The House of Representatives during a division.

The House of Representatives during a division.

DPS Auspic

The House of Representatives during a division.

The House of Representatives during a division.

DPS Auspic


This image is of a large room with green furnishings. The seats are arranged around a large central table. There is a large chair at the open end of the U-shaped seats that is elevated above the other chairs. There are people milling around, especially at the end of the central table.

Members of parliamentary parties rarely cross the floor because parties expect loyalty from their team members. Crossing the floor shows disagreement within the party. A member of parliament who crosses the floor may be considered a traitor to their party.

Members of parliament may be convinced not to cross the floor because:

  • their party provides support and financial security in return for their loyalty
  • their party may impose a ban on crossing the floor
  • their action may only make a difference if enough people cross the floor to change the result of a vote. Without enough support, crossing the floor may be a controversial act that does not change the result.

If a party or coalition of parties has a small majority of only one or two votes, it becomes even more important for team members to stick together. Party whips – team managers – are responsible for making sure party members know how to vote and are not planning to cross the floor. In close votes, whips must be on the lookout for how team members vote.

Free vote

In a free vote – sometimes called a conscience vote – members of parliament are not required to vote with their party. Free votes have mostly been used to decide issues such as euthanasia, stem cell research or same-sex marriage.

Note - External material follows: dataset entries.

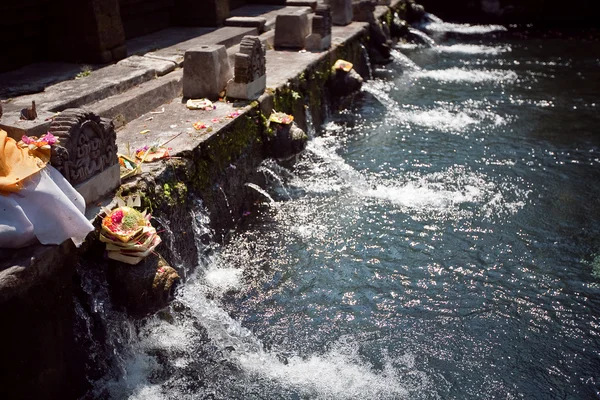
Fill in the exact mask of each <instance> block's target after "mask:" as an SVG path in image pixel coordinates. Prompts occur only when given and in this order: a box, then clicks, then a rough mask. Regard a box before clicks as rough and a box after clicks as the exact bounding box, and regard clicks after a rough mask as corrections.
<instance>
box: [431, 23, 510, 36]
mask: <svg viewBox="0 0 600 400" xmlns="http://www.w3.org/2000/svg"><path fill="white" fill-rule="evenodd" d="M423 29H425V30H426V31H430V32H450V33H460V34H464V35H482V34H486V33H491V32H503V31H507V29H506V27H504V26H502V25H470V24H455V23H452V22H431V23H428V24H425V25H423Z"/></svg>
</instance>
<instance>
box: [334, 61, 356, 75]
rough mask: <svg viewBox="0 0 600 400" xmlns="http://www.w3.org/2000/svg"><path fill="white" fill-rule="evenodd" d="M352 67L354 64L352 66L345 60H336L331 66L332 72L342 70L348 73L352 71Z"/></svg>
mask: <svg viewBox="0 0 600 400" xmlns="http://www.w3.org/2000/svg"><path fill="white" fill-rule="evenodd" d="M352 67H354V64H352V63H351V62H349V61H346V60H337V61H336V62H335V64H333V68H332V69H333V70H334V71H336V70H342V71H344V72H350V70H351V69H352Z"/></svg>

Each parliamentary party decides if its members are allowed a free vote. Parliamentary parties may allow this type of vote to stop team members crossing the floor on a controversial issue which could cause embarrassment to the party, or to allow members of parliament to express their own beliefs.

Free votes are rare. From 1950 to 2021, only 43 votes on bills and other issues in the Parliament were decided by a free vote.


Although crossing the floor is rare now, it happened more often in the past. From 1950 to 2019, 295 members of parliament crossed the floor, representing 23% of all members of parliament who served in this period. Only 12% of divisions were affected by these floor crossings. Tasmanian Senator Reg Wright, who served from 1950 to 1978, crossed the floor 150 times. This is the most times any member of parliament has done so.